Mancano pochi giorni e Matteo Berrettini potrà davvero toccare con mano il grande sogno di esordire nelle ATP Finals 2019. Alla O2 Arena di Londra il tennista romano avrà modo di celebrare nel migliore dei modi una annata nella quale è partito sotto traccia, per poi esplodere e procedere come un carro armato fino alla top 10 del ranking e ad un risultato che per un tennista italiano mancava dai tempi di Corrado Barazzutti.

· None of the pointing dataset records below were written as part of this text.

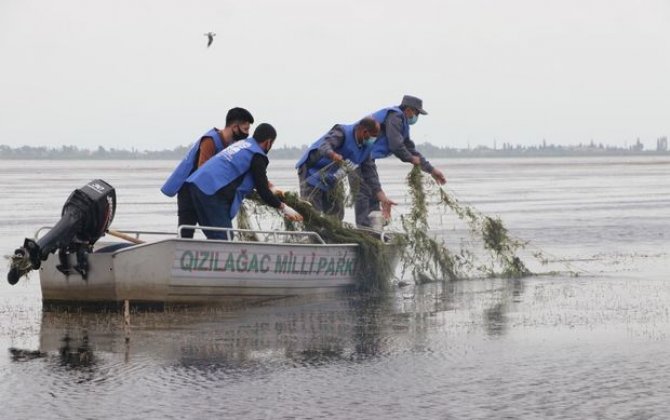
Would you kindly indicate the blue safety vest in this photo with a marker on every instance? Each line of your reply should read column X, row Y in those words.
column 381, row 148
column 222, row 169
column 324, row 179
column 188, row 164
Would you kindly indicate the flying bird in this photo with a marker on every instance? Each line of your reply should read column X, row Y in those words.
column 210, row 38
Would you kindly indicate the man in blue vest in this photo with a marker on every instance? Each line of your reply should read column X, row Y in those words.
column 323, row 164
column 238, row 123
column 219, row 186
column 393, row 139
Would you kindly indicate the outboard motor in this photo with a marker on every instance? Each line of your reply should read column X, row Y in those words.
column 86, row 216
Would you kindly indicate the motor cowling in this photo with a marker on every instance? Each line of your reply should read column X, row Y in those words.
column 86, row 215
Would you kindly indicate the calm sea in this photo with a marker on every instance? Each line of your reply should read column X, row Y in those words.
column 551, row 346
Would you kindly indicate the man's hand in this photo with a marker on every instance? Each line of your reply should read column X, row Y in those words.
column 438, row 176
column 290, row 214
column 386, row 204
column 276, row 191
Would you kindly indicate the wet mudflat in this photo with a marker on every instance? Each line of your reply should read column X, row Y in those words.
column 554, row 345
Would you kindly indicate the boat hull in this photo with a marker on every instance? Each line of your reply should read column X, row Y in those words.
column 200, row 271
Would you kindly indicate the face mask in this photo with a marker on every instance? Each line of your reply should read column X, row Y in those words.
column 239, row 136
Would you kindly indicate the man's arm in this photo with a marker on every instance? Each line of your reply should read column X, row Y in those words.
column 259, row 167
column 423, row 162
column 370, row 176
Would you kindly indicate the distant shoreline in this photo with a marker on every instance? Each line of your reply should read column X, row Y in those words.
column 429, row 150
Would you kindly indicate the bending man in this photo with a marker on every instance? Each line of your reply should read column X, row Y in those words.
column 393, row 139
column 220, row 185
column 320, row 167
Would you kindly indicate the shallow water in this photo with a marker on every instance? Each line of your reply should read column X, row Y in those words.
column 548, row 346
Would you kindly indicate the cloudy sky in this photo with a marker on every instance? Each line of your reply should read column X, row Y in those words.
column 134, row 73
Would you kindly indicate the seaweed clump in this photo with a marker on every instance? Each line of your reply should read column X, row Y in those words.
column 374, row 265
column 494, row 235
column 427, row 259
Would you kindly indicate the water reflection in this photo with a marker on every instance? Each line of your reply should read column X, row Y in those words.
column 297, row 331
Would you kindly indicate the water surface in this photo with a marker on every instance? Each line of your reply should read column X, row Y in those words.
column 549, row 346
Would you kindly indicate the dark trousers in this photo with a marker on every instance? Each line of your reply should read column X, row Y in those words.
column 364, row 203
column 325, row 201
column 214, row 211
column 186, row 214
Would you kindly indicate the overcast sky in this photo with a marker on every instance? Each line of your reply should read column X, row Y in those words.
column 133, row 73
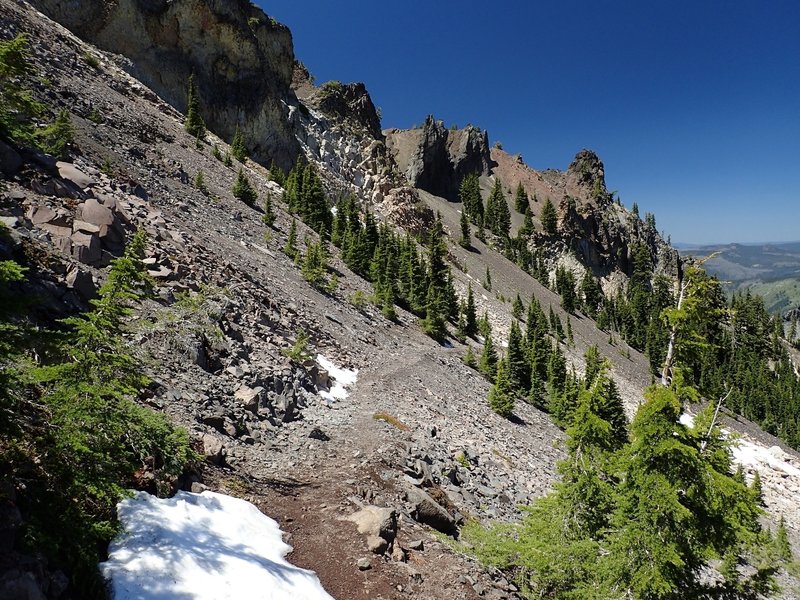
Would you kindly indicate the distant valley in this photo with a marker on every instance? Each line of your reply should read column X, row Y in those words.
column 770, row 270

Queste ATP Finals sono la giusta occasione per il classe 1996 per una retrospettiva su questo suo 2019 da incorniciare, per mezzo di una bella intervista rilasciata a Tuttosport. Berrettini inizia puntando l’attenzione sui momenti chiave di questi suoi ultimi mesi. “Il primo punto di svolta arrivò in concomitanza con Budapest e Monaco. Venivo da settimane di gran lavoro, ma avevo trovato solo a Phoenix la strada per la vittoria. Due tornei importanti che mi hanno rimesso in cammino. Ero al numero 54 e ho cominciato ad avvicinarmi ai primi 30. Passi avanti che mi aspettavo perché sentivo di valere quel livello. Il secondo momento è giunto con l’erba, e mi ha cambiato la stagione. Essere competitivo per tanti match su una superficie così difficile, mi ha dato la tranquillità e la convinzione che sono servite, poi, a innalzare il livello anche sul cemento. Gli US Open, poi, valgono due passi in avanti, due salti di qualità. La semifinale di Flushing Meadows mi ha portato al numero 13, e le prospettive immediate sono cambiate. Lì è nato l’aggancio alle Finals. Un anno di studio, non solo di partite, di vittorie e di sconfitte”.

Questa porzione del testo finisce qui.